Christmas was fast approaching when a pregnant Magdalena Malec attended Luton and Dunstable University Hospital for a scan. The news was not good, with the results indicating she had miscarried.
This discovery was devastating enough, but when she was admitted to the gynaecology ward on Christmas Day, suffering unbearable pain, Ms Malec's life was to change forever.
Diagnosed with an ectopic pregnancy, where the fertilised egg had become lodged in the fallopian tube, urgent surgery was required. Although the patient had a raised temperature, due to the serious nature of her condition a decision was made to press ahead with the procedure. She was given the antibiotic co-amoxiclav.
Following the surgery, Ms Malec's temperature remained high and she developed a rash on her legs. These symptoms were ascribed to an allergic reaction to the antibiotics. The medication was changed but her condition continued to deteriorate, leading to septic shock, acute kidney damage and blood clots in her bloodstream (disseminated intravascular coagulation).
Onset of Gangrene
Ms Malec was transferred to the intensive therapy unit in order to receive multiple organ support. Meanwhile, the decreased blood supply to her limbs, due to the blood clots, resulted in the onset of gangrene.
The extent of her injuries meant specialist care was required and she was subsequently moved to a hospital explicitly equipped to handle her myriad of issues.
She underwent regular dialysis and eventually a transplant to remedy her kidney failure, but tragically the gangrenous limbs were beyond saving. Further surgery was required to remove the affected limbs, with both legs below the knee, her right arm below the elbow and the fingers of her left hand all being amputated.
The healthcare professionals at the Luton and Dunstable University Hospital had failed to recognise the symptoms of sepsis, attributing Ms Malec's rash to an allergic reaction. Consequently, the necessary treatment to contain the condition and prevent it from progressing to the extent that organ failure and gangrene occurred was not provided in time.
If she had received timely treatment, it would have prevented the need for gruelling dialysis, transplant and multiple amputations.
Under the circumstances that led to Ms Malec's admission to hospital, her raised temperature and itchy rash should have acted as ‘red flags' that alerted the staff to the possibility of sepsis. The appropriate protocol for such an event should then have been followed, but errors meant that diagnosis did not take place until she had gone into septic shock and by that time her condition had reached the point of no return.
It was this avoidable medical negligence that has left Ms Malec reliant on a bionic dominant right hand, prosthetic legs, kidney transplant and lifelong medication increasing her risk of infections.
A Fight for Life
Talking about the horrific ordeal she had been through Ms Malec said, "Now my life is not a life, it is vegetation – a fight for life.

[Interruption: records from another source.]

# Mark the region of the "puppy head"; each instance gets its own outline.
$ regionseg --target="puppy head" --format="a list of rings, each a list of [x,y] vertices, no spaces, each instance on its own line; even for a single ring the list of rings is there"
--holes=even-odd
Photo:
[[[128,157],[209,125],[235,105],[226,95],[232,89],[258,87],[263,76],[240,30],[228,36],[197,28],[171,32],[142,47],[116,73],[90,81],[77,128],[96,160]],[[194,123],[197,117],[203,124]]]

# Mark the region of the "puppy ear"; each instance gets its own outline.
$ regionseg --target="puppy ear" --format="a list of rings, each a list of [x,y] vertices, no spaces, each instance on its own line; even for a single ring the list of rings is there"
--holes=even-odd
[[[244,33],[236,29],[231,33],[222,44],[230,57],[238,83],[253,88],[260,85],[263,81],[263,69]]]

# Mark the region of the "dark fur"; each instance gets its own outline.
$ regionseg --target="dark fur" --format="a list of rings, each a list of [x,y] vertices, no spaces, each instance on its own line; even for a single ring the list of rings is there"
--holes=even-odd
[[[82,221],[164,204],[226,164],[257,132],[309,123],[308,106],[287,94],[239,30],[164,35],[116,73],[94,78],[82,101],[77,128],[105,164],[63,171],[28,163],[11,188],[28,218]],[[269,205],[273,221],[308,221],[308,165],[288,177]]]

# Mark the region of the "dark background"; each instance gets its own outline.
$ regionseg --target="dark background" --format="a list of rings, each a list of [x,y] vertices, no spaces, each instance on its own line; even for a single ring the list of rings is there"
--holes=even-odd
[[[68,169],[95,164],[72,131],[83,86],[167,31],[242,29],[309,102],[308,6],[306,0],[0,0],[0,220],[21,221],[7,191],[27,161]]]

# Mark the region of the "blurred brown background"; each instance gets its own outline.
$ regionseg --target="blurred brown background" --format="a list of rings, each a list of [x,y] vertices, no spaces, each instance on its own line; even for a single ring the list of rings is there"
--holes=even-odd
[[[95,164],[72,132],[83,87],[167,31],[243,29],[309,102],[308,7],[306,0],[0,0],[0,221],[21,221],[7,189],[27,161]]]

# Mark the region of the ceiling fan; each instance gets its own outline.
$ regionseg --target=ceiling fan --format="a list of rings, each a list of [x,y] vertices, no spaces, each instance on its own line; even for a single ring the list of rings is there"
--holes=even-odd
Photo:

I am not the kind of person who likes to ask for help but now I am forced to because I meet obstacles everywhere I turn. Every failure brings on difficult situations at home, which is badly affecting my quality of life."
And it’s not only Ms Malec who is severely affected by the ongoing difficulties: "My children were watching their mother with black limbs from which pus was weeping. Even today they ask why their mother does not have arms and legs. They experience this as much as I do. I think that this had a huge impact on their psychological condition."
David Thomas, who acts for Ms Malec in her compensation claim commented, "The catastrophic chain of events which led to Magdalena’s near death and horrendous injuries were completely avoidable had the hospital trust followed its own sepsis protocol. There were a number of missed opportunities or 'red flags' which were not acted upon until it was too late."
"If diagnosed early enough, sepsis is easily treated with antibiotics but despite recent awareness campaigns, mistakes such as this are still happening. It’s tragic."